Вчетвером мы совещаемся еще пару часов, напоследок репетируя вступительные речи, которые предстоят завтра. Я возьму слово последним: ведь я — звезда, jefe. Моузби наверняка будет в своем репертуаре и начнет, как всегда, валять дурака, но серьезно открывать рот вряд ли станет, а если все-таки рискнет, то я размажу его по стенке. В зале суда нужно ясно осознавать, чего ты на самом деле стоишь: если можешь луну с неба достать — валяй, доставай, а не можешь, лучше перестрахуйся и не блефуй — во всяком случае, на первых порах.
Пол и Томми уходят. Мэри-Лу яростно стучит по клавиатуре компьютера, шлифуя напоследок свои тезисы. Она еще не попадала в такую переделку, мне-то известно, как душа в пятки уходит, когда берешься за первое дело об убийстве.

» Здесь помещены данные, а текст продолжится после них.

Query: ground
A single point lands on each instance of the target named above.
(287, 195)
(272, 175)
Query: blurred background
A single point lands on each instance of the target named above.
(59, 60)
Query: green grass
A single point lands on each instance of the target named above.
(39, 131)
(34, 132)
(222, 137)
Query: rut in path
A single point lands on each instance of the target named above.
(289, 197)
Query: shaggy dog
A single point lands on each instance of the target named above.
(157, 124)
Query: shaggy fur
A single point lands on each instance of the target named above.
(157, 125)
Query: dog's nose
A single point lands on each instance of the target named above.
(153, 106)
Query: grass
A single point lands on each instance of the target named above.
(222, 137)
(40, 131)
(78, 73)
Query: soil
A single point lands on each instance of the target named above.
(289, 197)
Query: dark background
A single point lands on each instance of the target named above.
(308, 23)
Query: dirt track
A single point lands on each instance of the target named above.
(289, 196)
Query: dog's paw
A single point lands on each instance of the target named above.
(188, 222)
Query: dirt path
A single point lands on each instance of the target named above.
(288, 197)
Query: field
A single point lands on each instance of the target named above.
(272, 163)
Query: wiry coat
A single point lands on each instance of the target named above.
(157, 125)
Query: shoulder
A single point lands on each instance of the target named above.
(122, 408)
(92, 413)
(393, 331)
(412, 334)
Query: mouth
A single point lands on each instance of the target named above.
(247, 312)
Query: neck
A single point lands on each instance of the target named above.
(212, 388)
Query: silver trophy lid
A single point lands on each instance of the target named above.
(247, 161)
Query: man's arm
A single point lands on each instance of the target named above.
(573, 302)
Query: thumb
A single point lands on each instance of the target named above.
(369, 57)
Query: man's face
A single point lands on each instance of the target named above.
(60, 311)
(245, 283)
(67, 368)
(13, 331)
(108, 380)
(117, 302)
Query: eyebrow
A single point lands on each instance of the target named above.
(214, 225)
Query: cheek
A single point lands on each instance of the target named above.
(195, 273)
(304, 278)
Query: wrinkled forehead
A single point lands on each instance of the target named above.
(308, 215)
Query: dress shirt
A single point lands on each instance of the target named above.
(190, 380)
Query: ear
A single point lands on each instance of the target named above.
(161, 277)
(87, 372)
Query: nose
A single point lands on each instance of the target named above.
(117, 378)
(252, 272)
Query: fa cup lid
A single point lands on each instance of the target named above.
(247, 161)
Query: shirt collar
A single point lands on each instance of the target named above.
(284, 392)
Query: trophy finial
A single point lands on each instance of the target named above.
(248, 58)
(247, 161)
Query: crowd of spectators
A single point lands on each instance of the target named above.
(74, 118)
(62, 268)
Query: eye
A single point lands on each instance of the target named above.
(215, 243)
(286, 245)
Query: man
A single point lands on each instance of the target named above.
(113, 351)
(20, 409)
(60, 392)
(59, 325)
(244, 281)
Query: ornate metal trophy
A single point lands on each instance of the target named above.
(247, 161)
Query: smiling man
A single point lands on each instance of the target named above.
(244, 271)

Я стою у окна, глядя на погруженный в темноту город. Светятся только окна баров, где сегодня вечером меня не будет. Я усаживаюсь в кресло, поворачиваясь спиной к Мэри-Лу, ко всей комнате, и, включив автопилот, мысленно проигрываю вступительную речь.
Внеся в свой текст последние изменения, она распечатывает его на лазерном принтере. На секунду становится тихо — она ушла делать ксерокопию.
Я чувствую ее за спиной еще до того, как она кладет руки мне на плечи и сильными движениями начинает их массировать. Я напрягаюсь, потом расслабляюсь. От ее рук, ритмично двигающихся взад-вперед, ощущение возникает приятное, умиротворяющее.
— Ты не представляешь, как я тобой восхищаюсь, — говорит она, надавливая руками еще сильнее. — Иной раз я так увлекаюсь, глядя на тебя, что забываю, что сама на работе.
— Спасибо. — Прикосновение ее рук творит со мной чудеса. У меня возникает неодолимое искушение поцеловать ее ладонь, провести по ней языком. С трудом подавляю в себе это желание. Я чувствую ее аромат, запах ее духов, смешавшийся с еле уловимым запахом пота, — ведь мы без передышки отработали пятнадцать часов. Сбросив туфли на высоких каблуках и оставшись в одних чулках, она стоит, раскачиваясь из стороны в сторону.